On April 14, Twitter announced it is donating its digital archive of public tweets to the Library of Congress. Twitter is a social networking service that enables users to send and receive tweets, which consist of web messages of up to 140 characters. Twitter processes more than 50 million tweets per day from people around the world. The Library will receive all public tweets-which number in the billions-from the 2006 inception of the service to the present.
The National Historical Publications and Records Commission (NHPRC) has issued a proposed rule that would remove individuals from eligibility for NHPRC grants, and change the time for posting of grant opportunity announcements from four to three months before the application deadline.
The National Endowment for the Humanities (NEH) has launched a new initiative called Bridging Cultures, which encourages projects that explore the ways in which cultures from around the globe, as well as the subcultures within America’s borders, have influenced American society.

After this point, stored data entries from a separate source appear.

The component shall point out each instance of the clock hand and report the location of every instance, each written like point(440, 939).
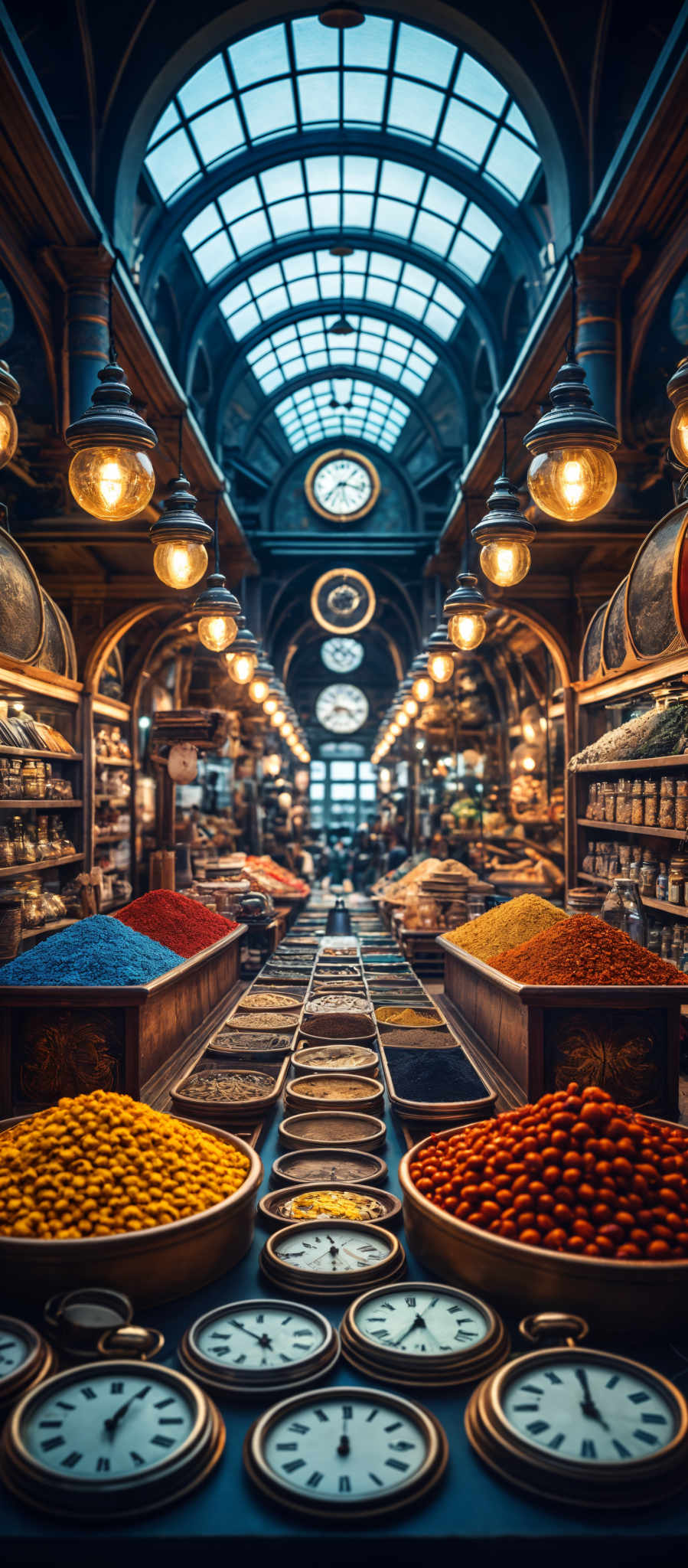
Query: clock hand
point(588, 1406)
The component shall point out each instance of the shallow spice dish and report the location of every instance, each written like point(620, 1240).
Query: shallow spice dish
point(151, 1266)
point(613, 1295)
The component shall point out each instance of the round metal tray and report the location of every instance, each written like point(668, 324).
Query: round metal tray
point(611, 1295)
point(151, 1266)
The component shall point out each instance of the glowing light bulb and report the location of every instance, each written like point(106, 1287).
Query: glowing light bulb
point(441, 667)
point(466, 629)
point(217, 632)
point(112, 483)
point(242, 667)
point(8, 433)
point(259, 689)
point(572, 483)
point(505, 562)
point(423, 689)
point(181, 564)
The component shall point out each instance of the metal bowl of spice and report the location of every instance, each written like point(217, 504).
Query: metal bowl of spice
point(337, 1092)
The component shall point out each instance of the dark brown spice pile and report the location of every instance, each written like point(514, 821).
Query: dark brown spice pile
point(585, 951)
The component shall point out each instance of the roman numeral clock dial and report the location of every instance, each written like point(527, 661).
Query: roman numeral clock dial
point(580, 1426)
point(110, 1440)
point(345, 1452)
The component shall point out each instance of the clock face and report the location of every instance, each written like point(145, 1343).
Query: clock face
point(420, 1321)
point(342, 707)
point(588, 1409)
point(107, 1424)
point(333, 1249)
point(260, 1336)
point(348, 1448)
point(342, 485)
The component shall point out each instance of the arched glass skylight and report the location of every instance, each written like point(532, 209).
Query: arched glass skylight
point(384, 76)
point(364, 411)
point(331, 191)
point(373, 345)
point(321, 276)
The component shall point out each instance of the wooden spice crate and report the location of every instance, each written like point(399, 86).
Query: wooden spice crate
point(71, 1040)
point(624, 1038)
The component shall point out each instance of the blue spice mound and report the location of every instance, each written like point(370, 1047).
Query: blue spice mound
point(433, 1074)
point(96, 951)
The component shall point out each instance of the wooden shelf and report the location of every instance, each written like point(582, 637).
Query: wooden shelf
point(40, 805)
point(608, 828)
point(634, 766)
point(40, 866)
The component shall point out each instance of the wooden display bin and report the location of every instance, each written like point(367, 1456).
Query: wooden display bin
point(71, 1040)
point(624, 1038)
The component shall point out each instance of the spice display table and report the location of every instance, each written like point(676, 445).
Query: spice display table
point(472, 1517)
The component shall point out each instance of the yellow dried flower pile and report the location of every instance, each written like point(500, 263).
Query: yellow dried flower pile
point(507, 926)
point(103, 1164)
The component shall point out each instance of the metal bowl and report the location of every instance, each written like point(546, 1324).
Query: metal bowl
point(611, 1295)
point(149, 1266)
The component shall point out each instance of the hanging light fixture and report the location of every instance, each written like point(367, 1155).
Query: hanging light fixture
point(10, 393)
point(504, 534)
point(217, 607)
point(112, 475)
point(572, 474)
point(243, 659)
point(466, 609)
point(181, 535)
point(677, 389)
point(441, 658)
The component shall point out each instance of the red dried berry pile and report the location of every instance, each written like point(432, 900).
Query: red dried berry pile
point(572, 1173)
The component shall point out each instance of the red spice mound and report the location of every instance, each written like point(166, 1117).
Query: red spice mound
point(585, 951)
point(176, 921)
point(572, 1173)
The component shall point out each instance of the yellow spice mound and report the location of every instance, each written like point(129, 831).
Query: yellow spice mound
point(507, 926)
point(103, 1164)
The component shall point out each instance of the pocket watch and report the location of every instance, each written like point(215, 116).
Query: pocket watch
point(580, 1426)
point(334, 1259)
point(347, 1452)
point(423, 1334)
point(25, 1360)
point(110, 1440)
point(259, 1348)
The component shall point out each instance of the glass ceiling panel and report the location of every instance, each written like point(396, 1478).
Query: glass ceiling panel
point(378, 194)
point(311, 345)
point(300, 76)
point(317, 278)
point(342, 408)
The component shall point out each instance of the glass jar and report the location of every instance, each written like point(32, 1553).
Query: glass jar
point(637, 803)
point(623, 908)
point(649, 803)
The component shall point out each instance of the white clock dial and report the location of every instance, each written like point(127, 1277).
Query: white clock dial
point(342, 707)
point(590, 1410)
point(259, 1336)
point(331, 1250)
point(342, 486)
point(348, 1445)
point(420, 1321)
point(106, 1424)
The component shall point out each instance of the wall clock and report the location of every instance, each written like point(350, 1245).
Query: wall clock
point(345, 1454)
point(25, 1358)
point(110, 1440)
point(342, 485)
point(580, 1426)
point(423, 1334)
point(331, 1259)
point(342, 707)
point(342, 601)
point(259, 1348)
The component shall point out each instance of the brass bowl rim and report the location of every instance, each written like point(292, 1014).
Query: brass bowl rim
point(517, 1250)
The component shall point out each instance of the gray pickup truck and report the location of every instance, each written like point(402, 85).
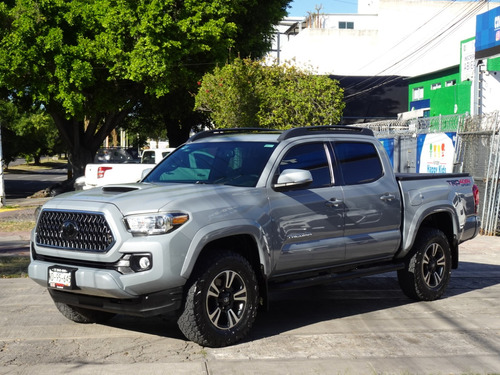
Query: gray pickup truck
point(234, 213)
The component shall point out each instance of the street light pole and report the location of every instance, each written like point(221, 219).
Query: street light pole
point(2, 190)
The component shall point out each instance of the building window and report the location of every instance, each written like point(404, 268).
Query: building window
point(346, 25)
point(418, 93)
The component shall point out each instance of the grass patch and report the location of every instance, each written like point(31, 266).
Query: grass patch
point(14, 267)
point(44, 165)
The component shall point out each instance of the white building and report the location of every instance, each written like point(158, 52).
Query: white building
point(385, 38)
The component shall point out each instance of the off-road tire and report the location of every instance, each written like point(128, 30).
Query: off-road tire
point(82, 315)
point(427, 269)
point(221, 302)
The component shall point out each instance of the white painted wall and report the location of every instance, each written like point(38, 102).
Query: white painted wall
point(390, 37)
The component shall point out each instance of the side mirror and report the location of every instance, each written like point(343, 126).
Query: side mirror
point(293, 178)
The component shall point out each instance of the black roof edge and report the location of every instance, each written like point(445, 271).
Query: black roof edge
point(225, 131)
point(287, 134)
point(326, 129)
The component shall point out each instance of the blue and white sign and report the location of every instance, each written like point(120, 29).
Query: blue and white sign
point(436, 152)
point(488, 34)
point(388, 144)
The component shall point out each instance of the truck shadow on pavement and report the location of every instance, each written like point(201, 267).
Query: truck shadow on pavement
point(293, 309)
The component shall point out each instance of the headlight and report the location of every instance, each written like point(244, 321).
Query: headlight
point(154, 223)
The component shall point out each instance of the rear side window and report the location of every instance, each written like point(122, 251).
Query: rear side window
point(311, 157)
point(358, 162)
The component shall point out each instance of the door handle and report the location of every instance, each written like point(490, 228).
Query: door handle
point(387, 197)
point(334, 202)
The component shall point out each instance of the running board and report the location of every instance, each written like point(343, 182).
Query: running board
point(334, 276)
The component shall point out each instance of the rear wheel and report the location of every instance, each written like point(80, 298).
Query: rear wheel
point(221, 304)
point(82, 315)
point(427, 269)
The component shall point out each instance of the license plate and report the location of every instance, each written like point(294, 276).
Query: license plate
point(62, 277)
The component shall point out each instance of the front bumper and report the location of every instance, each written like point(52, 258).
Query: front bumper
point(158, 303)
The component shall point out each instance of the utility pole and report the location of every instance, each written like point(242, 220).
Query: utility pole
point(2, 190)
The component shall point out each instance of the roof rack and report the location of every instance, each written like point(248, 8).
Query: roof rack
point(216, 132)
point(326, 129)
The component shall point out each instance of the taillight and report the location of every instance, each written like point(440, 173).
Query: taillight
point(102, 170)
point(475, 192)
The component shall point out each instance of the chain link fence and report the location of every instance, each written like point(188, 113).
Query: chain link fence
point(477, 152)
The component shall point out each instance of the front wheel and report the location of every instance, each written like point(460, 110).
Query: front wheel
point(427, 269)
point(221, 304)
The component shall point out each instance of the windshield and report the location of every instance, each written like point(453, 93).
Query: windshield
point(227, 163)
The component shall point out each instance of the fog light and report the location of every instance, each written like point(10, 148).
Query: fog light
point(141, 262)
point(131, 263)
point(144, 263)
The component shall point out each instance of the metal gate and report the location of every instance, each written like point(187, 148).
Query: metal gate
point(477, 151)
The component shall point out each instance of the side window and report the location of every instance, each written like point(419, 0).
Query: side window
point(359, 162)
point(311, 157)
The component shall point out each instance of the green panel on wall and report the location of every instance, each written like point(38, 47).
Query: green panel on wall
point(493, 65)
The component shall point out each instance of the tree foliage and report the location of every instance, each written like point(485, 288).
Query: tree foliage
point(90, 63)
point(248, 93)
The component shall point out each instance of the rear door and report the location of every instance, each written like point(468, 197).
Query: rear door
point(372, 201)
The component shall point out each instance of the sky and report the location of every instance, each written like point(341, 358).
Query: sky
point(300, 8)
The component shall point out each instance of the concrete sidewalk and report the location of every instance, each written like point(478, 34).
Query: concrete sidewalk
point(362, 326)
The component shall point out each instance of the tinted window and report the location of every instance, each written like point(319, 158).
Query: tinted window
point(311, 157)
point(225, 163)
point(358, 162)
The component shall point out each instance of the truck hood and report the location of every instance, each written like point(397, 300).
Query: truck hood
point(145, 197)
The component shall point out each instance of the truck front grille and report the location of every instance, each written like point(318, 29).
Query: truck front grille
point(82, 231)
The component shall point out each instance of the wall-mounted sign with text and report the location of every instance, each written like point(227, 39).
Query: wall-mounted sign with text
point(436, 152)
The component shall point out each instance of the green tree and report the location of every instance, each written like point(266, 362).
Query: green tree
point(90, 62)
point(248, 93)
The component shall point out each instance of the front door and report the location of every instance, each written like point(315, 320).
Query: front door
point(309, 219)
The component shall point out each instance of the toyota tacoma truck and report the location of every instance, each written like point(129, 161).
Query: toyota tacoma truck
point(235, 213)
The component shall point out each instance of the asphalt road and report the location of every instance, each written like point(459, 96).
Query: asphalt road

NEH is seeking proposals to plan and implement a program consisting of a forum and a workshop on one of two humanities themes: “Civility and Democracy” or “The Muslim World and the Humanities.”
The Public Interest Declassification Board (PIDB) will meet on April 22 in room 1310 of the Longworth House Office Building from 10 am to 12:30 pm, here in Washington. Presentations will be made by Acting National Declassification Center Director Michael Kurtz and by Wayne Leathers of the Defense Change Management Organization.